12 Molecular Diagnostics and Bioinformatics

Procedure:

1. Pipetting Activity: If you haven’t practiced pipetting with silica gel, do so now using your model gel.
2. Bioinformatics Activities: Complete the activities in the bioinformatics modules. Watch the provided instructional videos for guidance.
3. Bioinformatics 2.0: Try to find a gene, protein, or plasmid related to your “Adopt a Microbe” organism. Retrieve the sequences from NCBI (using the video on sequence retrieval) and apply them to the bioinformatics activities.
4. ELN Submission: Submit screenshots of 7 chosen bioinformatics activities in your ELN. For each activity, explain the program’s purpose and interpret the results.

Photo of loaded gel:

Activities:

PCR Virtual Simulation:

The polymerase chain reaction (PCR) is a method used to amplify DNA sequences, with a wide range of applications: laboratory procedures, medical diagnostics, forensics, environmental microbiology:, dentistry, and paternity testing.

The PCR process generally involves three steps:

1. Denaturation: The sample is heated to 95–98°C to separate the double-stranded DNA into single strands.
2. Annealing: The temperature is lowered to 55–65°C to allow primers to bind to specific DNA sequences.
3. Extension: The polymerase extends the single-stranded DNA into double-stranded DNA.

Gel Electrophoresis Virtual Simulation

Gel Electrophoresis Procedure:

1. Gel Preparation: Agarose is dissolved in a buffer and heated until it melts, then poured into a mold to solidify into a gel.
2. Sample Loading: DNA or protein samples mixed with a loading buffer are loaded into the gel wells.
3. Electric Current Application: The gel is placed in an electrophoresis chamber, and an electric current is applied, causing negatively charged molecules (like DNA) to move toward the positive electrode. Smaller molecules move faster.
4. Result Visualization: After electrophoresis, the gel is stained with a dye and examined under UV light to see separated bands.
5. Analysis: The bands are compared to a DNA ladder to determine the size and composition of the samples.
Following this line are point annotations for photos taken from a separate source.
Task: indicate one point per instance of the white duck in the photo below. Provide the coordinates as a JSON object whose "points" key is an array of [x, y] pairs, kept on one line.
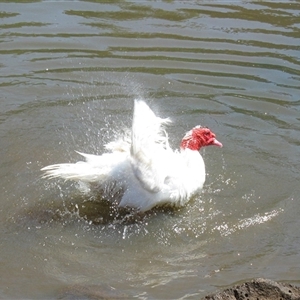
{"points": [[147, 171]]}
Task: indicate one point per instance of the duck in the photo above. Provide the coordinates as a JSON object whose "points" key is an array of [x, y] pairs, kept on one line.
{"points": [[141, 167]]}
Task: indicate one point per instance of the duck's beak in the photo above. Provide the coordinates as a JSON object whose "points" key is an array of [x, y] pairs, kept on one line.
{"points": [[215, 142]]}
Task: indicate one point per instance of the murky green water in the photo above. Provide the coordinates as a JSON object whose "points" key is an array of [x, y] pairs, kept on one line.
{"points": [[69, 72]]}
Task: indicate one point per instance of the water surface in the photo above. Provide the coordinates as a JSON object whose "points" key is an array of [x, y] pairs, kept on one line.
{"points": [[69, 74]]}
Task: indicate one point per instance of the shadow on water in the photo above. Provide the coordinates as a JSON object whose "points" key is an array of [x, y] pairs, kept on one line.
{"points": [[91, 208]]}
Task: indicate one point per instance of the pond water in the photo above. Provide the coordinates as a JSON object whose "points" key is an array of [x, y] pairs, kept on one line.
{"points": [[69, 74]]}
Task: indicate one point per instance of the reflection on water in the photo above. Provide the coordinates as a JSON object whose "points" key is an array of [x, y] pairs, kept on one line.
{"points": [[69, 74]]}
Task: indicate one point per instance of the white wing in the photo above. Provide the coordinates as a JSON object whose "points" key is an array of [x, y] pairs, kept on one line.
{"points": [[149, 147]]}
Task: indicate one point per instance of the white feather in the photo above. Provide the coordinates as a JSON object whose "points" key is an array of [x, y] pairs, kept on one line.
{"points": [[144, 166]]}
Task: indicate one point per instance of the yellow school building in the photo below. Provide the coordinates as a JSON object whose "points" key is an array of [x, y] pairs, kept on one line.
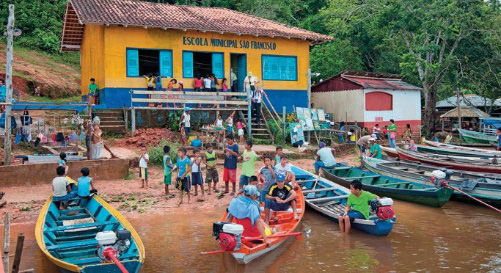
{"points": [[120, 41]]}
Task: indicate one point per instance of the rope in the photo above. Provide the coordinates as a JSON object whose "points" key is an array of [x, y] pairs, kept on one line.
{"points": [[476, 199]]}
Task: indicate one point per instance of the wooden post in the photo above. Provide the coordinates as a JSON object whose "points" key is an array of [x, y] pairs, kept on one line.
{"points": [[133, 119], [19, 252], [6, 242], [284, 121], [8, 83]]}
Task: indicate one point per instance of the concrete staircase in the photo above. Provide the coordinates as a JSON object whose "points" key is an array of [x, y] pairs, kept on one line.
{"points": [[112, 121]]}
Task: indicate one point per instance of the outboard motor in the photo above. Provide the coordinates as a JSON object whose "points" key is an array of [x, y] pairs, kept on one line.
{"points": [[111, 243], [438, 178], [383, 208], [228, 234]]}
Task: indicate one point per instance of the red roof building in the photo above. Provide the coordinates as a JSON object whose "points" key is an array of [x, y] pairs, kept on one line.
{"points": [[370, 98]]}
Gel electrophoresis is a crucial technique for analyzing DNA, proteins, and other biomolecules, enabling the identification of their size and purity. It plays a key role in genetic research, such as DNA fingerprinting, gene mapping, and mutation analysis. In forensics, it is used for DNA profiling, including paternity testing. It also aids in the detection of genetic diseases and pathogens in medical diagnostics. Additionally, gel electrophoresis supports cloning and recombinant DNA technology by separating DNA fragments and is vital in protein research, enhancing our understanding of protein structure and function.

Bioinformatics Virtual Activities:

1. NCBI BLAST Alignment 16S Sequence

• Purpose: Identifies the species or related organisms using the 16S rRNA gene, a commonly used marker in bacterial identification and phylogeny studies.

2. BLASTing an Unknown Sequence

• Purpose: Compares an unknown DNA or protein sequence against a database to find similar sequences. This is crucial for determining the function, structure, or evolutionary relationships of the unknown sequence.

unknown sequence: GATGAGTCTGCGTCTTATTAGCTAGTTGGTAGGGTAAATGCCTACCAAGGCAATGATAAGTAACCGGCCT
GAGAGGGTGAACGGTCACACTGGAACTGAGATACGGTCCAGACTCCTACGGGAGGCAGCAGCTAAGAA
TCTTCCGCAATGGGCGAAAGCCTGACGGAGCGACACTGCGTGAATGAAGAAGGTCGAA

I found that this sequence is from the Borreliella burgdorferi bacterium.

4. Aligning Two Sequences (NCBI)

• Purpose: Aligns two sequences (DNA, RNA, or protein) to determine their similarity. Useful for studying sequence conservation, mutations, or evolutionary relationships.

5. Phylogenetic Analysis

• Purpose: Builds evolutionary trees to study relationships among sequences or organisms. Useful for tracking evolutionary patterns or relatedness.

6. Translation & ProtParam & 3D Structure

• Purpose: Converts nucleotide sequences into protein sequences. Analyzes protein parameters (e.g., molecular weight, isoelectric point, amino acid composition). Explores the 3D structure of proteins to understand their function and interactions.

7. String (Protein-Protein Interactions)

• Purpose: Analyzes and visualizes interactions between proteins. Understanding these interactions helps clarify biological pathways and disease mechanisms.

These activities are integral to studying molecular biology, genomics, and proteomics. They allow researchers to extract meaningful insights from biological data, predict protein function, and study evolutionary relationships.